Question

Q7. ABCD is a parallelogram and X and Yare the mid-points of AB and CD resp. Show that AD∥XY. Q8.ABCD is a rhombus whose side AB is produced to points P and Q such that AP = AB = BQ. PD and QC are produced to meet at a point R. Show that ∠PRQ = 90°. Best answer will be marked as brainliest.

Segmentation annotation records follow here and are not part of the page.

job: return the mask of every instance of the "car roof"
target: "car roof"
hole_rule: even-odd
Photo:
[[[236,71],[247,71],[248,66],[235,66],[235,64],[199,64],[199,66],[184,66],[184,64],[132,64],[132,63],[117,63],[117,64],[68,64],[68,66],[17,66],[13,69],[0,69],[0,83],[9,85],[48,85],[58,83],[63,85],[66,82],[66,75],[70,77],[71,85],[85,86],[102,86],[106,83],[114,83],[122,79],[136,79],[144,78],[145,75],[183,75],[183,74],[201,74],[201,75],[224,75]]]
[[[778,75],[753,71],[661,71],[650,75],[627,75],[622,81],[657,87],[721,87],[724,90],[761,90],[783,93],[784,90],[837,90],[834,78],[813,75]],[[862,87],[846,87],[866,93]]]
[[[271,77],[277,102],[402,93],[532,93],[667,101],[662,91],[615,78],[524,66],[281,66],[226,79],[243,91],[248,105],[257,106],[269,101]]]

Wrong answer will be reported.

Answer 1

Answer:

Step-by-step explanation:

           PA=AB=BQ

• We know that AB=CD=BC=AD

• So angleDOC=angleAOD=AOB=BOC(diagonals bisect each other perpendicularly)

• In ΔPAD, PA=PD       ∧APD=∧ADP=x

So,   ∠PAD=180-x

• Similarly in ΔBCQ ,    ∠BCQ=∠BQC=y

So,

• ∠QBC=180-y

• ∠RDC=∠APD=x (corresponding angles r equal)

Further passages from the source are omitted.